Three people seated, looking at menus at a restaurant

There are many traditional and non-traditional options for eating out in Senegal. Local restaurants are called tangana. Literally translated “hard and spicy,” tangana are informal places to go to enjoy a freshly roasted piece of meat. Traditionally, a chef is situated in a central location with a ready fire, and he will be grilling lamb that is served in a bowl. One will also find fish and rice dishes as well. Seating in the tangana is communal. One sits on benches at the table and shares the food with whomever else is in the restaurant. Traditionally, Senegalese do not use utensils but rather eat with their hands directly from a communal bowl.

In a communal eating situation, it is important for a visitor to understand and follow some basic rules of Senegalese etiquette.
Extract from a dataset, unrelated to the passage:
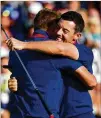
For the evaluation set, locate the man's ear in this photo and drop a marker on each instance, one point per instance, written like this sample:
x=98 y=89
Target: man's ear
x=77 y=36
If one is uncertain, it is best to ask before proceeding in a wrong way. When eating communally, there is a particular way of cleansing the hands before eating. As well, when eating rice, there is a way that the rice is formed into a ball and carried to the mouth without spreading germs or creating a mess. One should absolutely never eat with the left hand unless there is a severe disability or other equally critical reason to do so.

There are more formal and westernized restaurants in Senegal, where a combination of Senegalese and French cuisine is served. These restaurants often serve European dishes prepared in a Senegalese way. Seating arrangements are westernized, with separate tables set with forks and knives. The waiter takes the order and brings individual dishes to each person.

Since the Senegalese prize their own cuisine to such a high degree, there is little market for international restaurants; international restaurants exist predominantly for travelers. One can find Thai, Indian and Turkish restaurants as well as French and Middle Eastern. Numerous Lebanese fast food restaurants serve freshly grilled lamb or beef wrapped inphyllo dough with peppers, onions and Senegalese spice. There is also a Middle Eastern fast food chain where one can buy rich, delicious homemade hamburgers.